I looked back and her house was gone, sunken, swallowed up in the masonry quicksand of New York. I sank into it myself a moment later, plunging into an iron hut with a ground-glass roof that stood on the sidewalk, down a flight of cement steps laved by tepid air, onto a concrete platform flooded with tawdry dusty electric light. A roar, a hiss, a current of wild air carrying leaves of newspaper on its bosom, and the opposite platform had vanished behind a long row of dirty lighted windows and pneumatic doors that slipped effortlessly back like secret panels in a detective story. But when they attempted to close again, there was always some latecomer, now at one car, now at the other, to squeeze himself in at the last moment with a sheepish grin of satisfaction, until at last a guard came and glowered and pulled each one definitely shut with a swing of his arm.
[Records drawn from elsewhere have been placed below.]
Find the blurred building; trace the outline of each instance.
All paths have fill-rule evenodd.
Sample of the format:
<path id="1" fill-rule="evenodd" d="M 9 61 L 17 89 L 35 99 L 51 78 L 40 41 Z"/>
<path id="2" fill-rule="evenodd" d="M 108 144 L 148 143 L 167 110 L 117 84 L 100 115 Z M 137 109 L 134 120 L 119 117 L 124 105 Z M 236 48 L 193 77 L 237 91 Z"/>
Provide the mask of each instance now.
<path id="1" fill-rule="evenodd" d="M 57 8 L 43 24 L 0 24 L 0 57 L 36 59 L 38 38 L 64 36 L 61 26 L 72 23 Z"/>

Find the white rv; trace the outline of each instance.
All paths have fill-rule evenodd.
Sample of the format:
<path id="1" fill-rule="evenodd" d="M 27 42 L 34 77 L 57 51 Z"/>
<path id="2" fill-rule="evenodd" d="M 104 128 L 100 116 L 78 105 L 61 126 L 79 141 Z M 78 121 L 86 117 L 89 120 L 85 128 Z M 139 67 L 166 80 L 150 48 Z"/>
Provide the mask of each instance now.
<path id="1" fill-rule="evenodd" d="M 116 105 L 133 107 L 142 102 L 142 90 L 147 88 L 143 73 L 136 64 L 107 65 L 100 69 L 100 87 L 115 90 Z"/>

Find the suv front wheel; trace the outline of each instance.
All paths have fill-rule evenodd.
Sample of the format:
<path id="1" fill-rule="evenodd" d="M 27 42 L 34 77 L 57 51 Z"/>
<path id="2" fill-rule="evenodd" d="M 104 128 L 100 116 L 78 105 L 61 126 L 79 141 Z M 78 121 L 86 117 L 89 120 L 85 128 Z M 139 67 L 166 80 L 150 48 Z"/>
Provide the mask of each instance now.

I saw that there were seats, but I was so used to standing that I stood anyway, my wrist linked around a porcelain hoop. I felt more comfortable standing. I was one of that vanishing race who, when they had a seat, relinquished it to the first woman who entered, unless they were too stout or smelled of garlic. This was an express, hence all the locals going in the same direction passed it with quick facility. Laboriously it overtook them at the in-between stations, only to be passed again a moment or two later. The idea seemingly being that, since an express was an express, it could rest on its laurels.

Up the steps again, the fresh air meeting me halfway and seeming to say. “Hello, you back again?” A shower of sunlight, the legs of passersby, then suddenly the whole city was in focus again. Oh, I don’t mean I thought of all these things; they simply passed through my mind without my mind doing any work at all.

Bernice’s image had gone hurrying away on the train I had just left. Another took its place, bringing with it discomfort, diffidence, and the dregs of yesterday’s cold resentment. I put my key in the door and turned the lock, but after the bolt was gone and the knob free, I still didn’t turn it for a moment but stood there with my head bent, listening or thinking. Evidently thinking, for there was nothing to listen to. “Tail between your legs, as if you were whipped,” something inside me commented, and I reared away from the thought, went in, and shut the door forcibly behind me. At the same time a chair creaked. I put my hat on the little three-legged table and stood leaning negligently against the open doorway next to it, looking into the room beyond, one hand in my hip pocket.